Тептелкин шел по мерзлому тротуару Прошел мимо ночного трактира. Услышал музыку.

“Наверно, там сейчас играют авлетриды”. – Он прошел мимо диктериад, довольно разнузданных, грузнотелых баб, ругающихся крылатыми словами. – “Наречие притонов, – определил он, – интересно исследовать, откуда и как появилось это наречие”.

Он унесся во Францию XIII века, когда создавалось арго. Вокруг Тептелкина кружились и падали ругательства.

По ступенькам вбегал в мутную дверь и выбегал народ, обросший запахом сапог, папирос “Сафо” и вина. В стороне человек бил тонконогую диктериаду кулаками, стараясь попасть в рыло, в грудь или в другое чувствительное место. Диктериада отбивалась, кричала, – “милиционер, милиционер!” – но милиционер показал спину и отошел осматривать свой участок.

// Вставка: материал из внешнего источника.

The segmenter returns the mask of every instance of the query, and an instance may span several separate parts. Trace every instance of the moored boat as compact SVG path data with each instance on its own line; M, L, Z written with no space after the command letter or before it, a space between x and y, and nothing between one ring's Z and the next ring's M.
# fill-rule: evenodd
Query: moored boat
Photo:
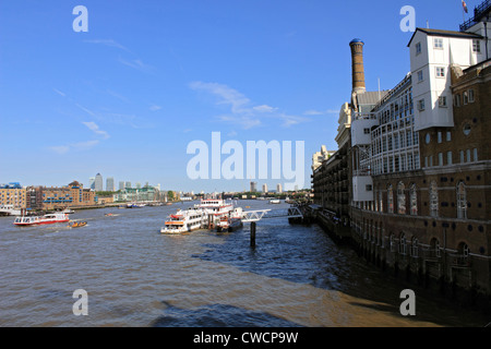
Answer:
M0 213L8 216L21 216L22 212L20 208L14 208L13 205L1 205Z
M74 221L71 225L69 225L70 228L82 228L87 225L86 221Z
M57 222L70 221L68 214L48 214L44 216L31 216L31 217L17 217L14 220L15 226L38 226L38 225L52 225Z
M165 226L160 228L160 232L168 234L191 232L203 228L205 218L203 209L178 210L175 215L169 216Z

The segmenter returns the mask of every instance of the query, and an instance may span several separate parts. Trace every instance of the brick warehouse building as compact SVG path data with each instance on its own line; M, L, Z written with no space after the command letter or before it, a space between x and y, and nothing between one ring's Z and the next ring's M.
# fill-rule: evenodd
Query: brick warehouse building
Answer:
M490 7L479 9L462 32L418 28L410 73L371 108L357 106L354 74L349 225L376 265L489 305L491 45L479 28ZM315 197L330 196L319 169L312 178Z

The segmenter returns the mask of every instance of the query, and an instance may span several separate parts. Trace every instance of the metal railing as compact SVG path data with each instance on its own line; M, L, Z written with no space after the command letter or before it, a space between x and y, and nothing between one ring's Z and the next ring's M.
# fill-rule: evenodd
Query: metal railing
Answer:
M479 23L479 20L482 14L484 14L487 11L491 9L491 0L486 0L481 2L481 4L477 5L474 9L474 17L470 20L465 21L463 24L460 24L460 32L465 32L468 28L470 28L472 25L476 25Z

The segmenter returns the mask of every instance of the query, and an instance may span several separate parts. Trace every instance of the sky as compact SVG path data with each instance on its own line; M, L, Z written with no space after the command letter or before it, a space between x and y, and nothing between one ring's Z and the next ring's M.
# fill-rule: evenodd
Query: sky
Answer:
M312 154L337 149L349 41L366 44L367 89L379 80L390 89L409 72L403 7L415 8L417 27L458 31L479 3L468 0L464 14L460 0L1 1L0 183L87 186L101 173L117 185L248 190L246 163L243 179L211 179L212 169L191 178L189 164L204 151L188 154L189 145L207 145L212 164L219 133L244 158L247 142L292 142L294 154L302 142L300 186L310 188ZM273 178L268 164L265 179L252 178L260 188L291 182L284 171Z

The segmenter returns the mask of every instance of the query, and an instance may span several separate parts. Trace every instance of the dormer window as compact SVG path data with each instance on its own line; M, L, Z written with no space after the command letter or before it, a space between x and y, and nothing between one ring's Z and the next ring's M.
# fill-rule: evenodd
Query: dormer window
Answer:
M481 52L481 41L472 40L472 52L480 53Z

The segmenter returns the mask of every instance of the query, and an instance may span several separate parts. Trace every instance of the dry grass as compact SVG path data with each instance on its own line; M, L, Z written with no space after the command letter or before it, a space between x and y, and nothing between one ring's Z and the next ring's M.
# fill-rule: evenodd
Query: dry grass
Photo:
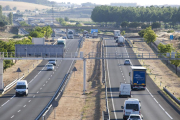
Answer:
M138 53L153 53L153 50L145 42L135 42L134 47L133 50ZM143 50L138 48L143 48ZM167 86L167 89L171 93L174 93L177 98L180 98L180 78L172 68L166 66L166 63L161 60L139 61L141 65L147 68L150 77L161 90ZM162 82L161 85L160 82Z
M86 39L80 51L96 51L99 39ZM72 74L69 83L56 108L56 120L98 120L105 109L105 92L101 83L100 61L87 60L87 91L83 95L83 61L77 61L77 72ZM63 110L62 110L63 108ZM52 113L48 120L54 120Z
M6 5L9 5L11 9L13 7L17 7L16 10L25 11L25 10L35 10L36 8L38 10L42 9L50 9L51 7L45 6L45 5L39 5L39 4L33 4L33 3L26 3L26 2L18 2L18 1L0 1L0 5L2 7L5 7ZM4 12L4 11L3 11ZM9 11L12 12L12 11ZM16 11L13 11L16 12Z
M25 77L32 71L42 60L18 60L15 65L10 68L7 68L3 73L3 82L4 85L8 85L13 80L18 78L18 73L16 72L18 68L22 72L19 73L19 77L22 77L23 74ZM34 67L33 67L34 64ZM28 71L29 69L29 71Z

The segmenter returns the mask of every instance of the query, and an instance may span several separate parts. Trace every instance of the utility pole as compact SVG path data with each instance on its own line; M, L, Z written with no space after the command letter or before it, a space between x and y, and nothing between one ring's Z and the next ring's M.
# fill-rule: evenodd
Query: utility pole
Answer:
M52 5L52 23L54 25L54 9L53 9L53 5Z

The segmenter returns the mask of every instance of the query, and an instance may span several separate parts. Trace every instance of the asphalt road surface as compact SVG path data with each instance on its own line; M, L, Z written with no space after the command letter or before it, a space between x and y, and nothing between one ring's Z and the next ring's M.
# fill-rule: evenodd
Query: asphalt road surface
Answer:
M126 43L125 47L117 47L113 38L104 38L106 53L134 53ZM138 60L131 60L132 65L140 65ZM107 84L109 111L111 120L122 120L124 101L119 98L120 82L130 83L130 66L124 65L124 59L107 60ZM131 97L141 101L141 113L144 120L180 120L180 110L167 98L147 75L146 90L132 91Z
M78 40L67 40L67 53L78 51ZM72 60L58 60L54 71L46 71L47 61L42 61L25 78L29 85L27 97L15 97L14 89L0 97L0 120L35 119L55 94L72 63Z

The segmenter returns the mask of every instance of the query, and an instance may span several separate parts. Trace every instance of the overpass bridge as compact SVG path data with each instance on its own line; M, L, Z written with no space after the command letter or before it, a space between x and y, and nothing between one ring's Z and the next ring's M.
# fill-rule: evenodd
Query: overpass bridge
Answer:
M24 28L24 29L32 29L37 26L14 26L19 28ZM38 27L45 27L45 25L41 25ZM115 27L100 27L100 26L56 26L56 25L51 25L51 28L59 28L59 29L99 29L99 30L117 30L118 28ZM120 29L120 28L119 28Z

Собралась улюлюкающая толпа. Слишком били, слишком шумели. Появились два конных милиционера на дрессированных лошадях. Врезались в толпу, и лошади начали танцевать, как в цирке, разгонять подвыпивших.

Тептелкин вошел в дом. Марья Петровна Далматова ждала его. Комнаты были прибраны, кисейные занавески белели. Старинный образ смотрел темными глазами. Тептелкин почувствовал трепет, входя в девичью комнату. Муся стояла. В первый раз заметил он, что у ней волосы пушистые, носик остренький, губы маленькие.

– Я пришел вам предложить… заниматься латинским языком, – сказал он.

– Зачем? – удивилась Муся и засмеялась.

– Чтобы лучше почувствовать город, в котором мы находимся, – ответил Тептелкин.

– Я и без латинского языка знаю город, – ответила Муся. – Но я вам рада. Вы такой славный, такой славный. Дайте шляпу и палку.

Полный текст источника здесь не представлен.